Para contrarrestar el mal olor que seguramente generaban, existían perfumes muy rudimentarios que se elaboraban con rosas y alcohol, que hacían el ambiente un poco más agradable. Recordemos que el jabón por aquellos tiempos era muy precario y prácticamente no existía en la mayoría de las familias.

Así pasaron nuestros tatarabuelos pensando que cuanto más sucios estaban más saludables se veían. Pero esto en realidad hacía que las epidemias, pestes y todo tipo de enfermedades se propagaran con más frecuencia en una gran parte de la población.

Con la llegada de la ilustración a fines de ese siglo, se produjo en el continente europeo un cambio de hábitos sobre la salud y la higiene. Aquí en nuestro territorio tardó muchos años para que los argentinos adoptaran nuevas medidas con el aprecio al agua y al jabón.

 

Con agua y jabón se quita la picazón

A partir de mediados del siglo XIX, los adelantos tecnológicos que trajo la revolución industrial, con descubrimientos científicos acompañados de una filosofía de progreso como eje principal, hicieron que gran parte de la humanidad cambiara paulatinamente de práctica y se declarara a favor del agua y del jabón, lo que hizo que también se le diera una gran importancia a la higiene personal como parte de la estética.

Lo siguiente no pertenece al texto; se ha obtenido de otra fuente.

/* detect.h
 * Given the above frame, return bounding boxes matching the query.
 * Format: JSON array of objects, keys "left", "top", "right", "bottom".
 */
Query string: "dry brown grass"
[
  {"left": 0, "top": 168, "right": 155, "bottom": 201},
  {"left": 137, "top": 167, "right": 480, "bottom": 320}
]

El jabón de tocador hizo su aparición a partir de fines del 1800.

 

Lo mismo ocurrió con la indumentaria personal, la que debía ser repuesta todos los días. Cuando se implementó el agua corriente en la mayoría de las viviendas, hizo que la costumbre de bañarse se pusiera en práctica entre las clases más pudientes primero, y luego empezara a extenderse en las de menores recursos, a pesar de la resistencia de muchos de esa condición.

Con el correr del tiempo los mendocinos comenzaron a incorporar en sus casas las famosas tinas de baño, que eran por lo general de madera o de zinc.

Ya en el siglo XX surgió el cuarto de baño como un lugar muy importante en el hogar para poner en práctica los hábitos de higiene en todo sentido.

Aún más, los mismos se fueron sofisticando, primero con calefones a leña, luego eléctricos y finalmente termotanques a gas, acompañados de elegantes bañaderas.

Hoy podemos afirmar que con el tiempo, finalmente la suciedad fue vencida sin retorno por el agua y el jabón.